Ulrich Alter, Leiter der Abteilung Atomtransporte im Bundesumweltministerium, Wilhelm Collin vom Bundesamt für Strahlenschutz, Dr. Lange von der Gesellschaft für Reaktorsicherheit, Klaus Ridder aus dem Bundesininisterium für Verkehr sowie Bernhard Droste vom Bundesamt für Materialforschung kannten die Probleme und Risiken durch ihre Mitarbeit in der ständigen Arbeitsgruppe. Die IAEO bestätigte 1994 und 1995 die Grenzwertüberschreitungen bei Atommülltransporten und erkannte, daß dies "Problem niemals vollständig gelöst werden kann".

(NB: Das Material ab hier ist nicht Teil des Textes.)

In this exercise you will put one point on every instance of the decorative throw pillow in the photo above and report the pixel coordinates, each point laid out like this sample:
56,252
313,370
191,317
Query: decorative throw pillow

Nun will uns Hans-Otto Willax von der BLG weismachen, daß durch etwas Silikon an den Schraubvertiefungen das Problem zu lösen sei. Warum geschieht das nicht schon seit 16 Jahren? Willax offenbart rnit seinem Vorschlag Inkompetenz und nicht die im Atomgesetz geforderte Zuverlässigkeit.

Den Vertretern der ständigen Arbeitsgruppe sind noch viele andere Sicherheitsprobleme bei Atomtransporten bekannt. Allein für die kommenden zwei Jahre hat sie 46 Studien beantragt. Das sollte mißtrauisch machen. Offensichtlich ist vieles ungeklärt! Da ist es doch regelrecht fahrlässig, jetzt schon von weiteren Castor-Transporten im nächsten Jahr zu reden.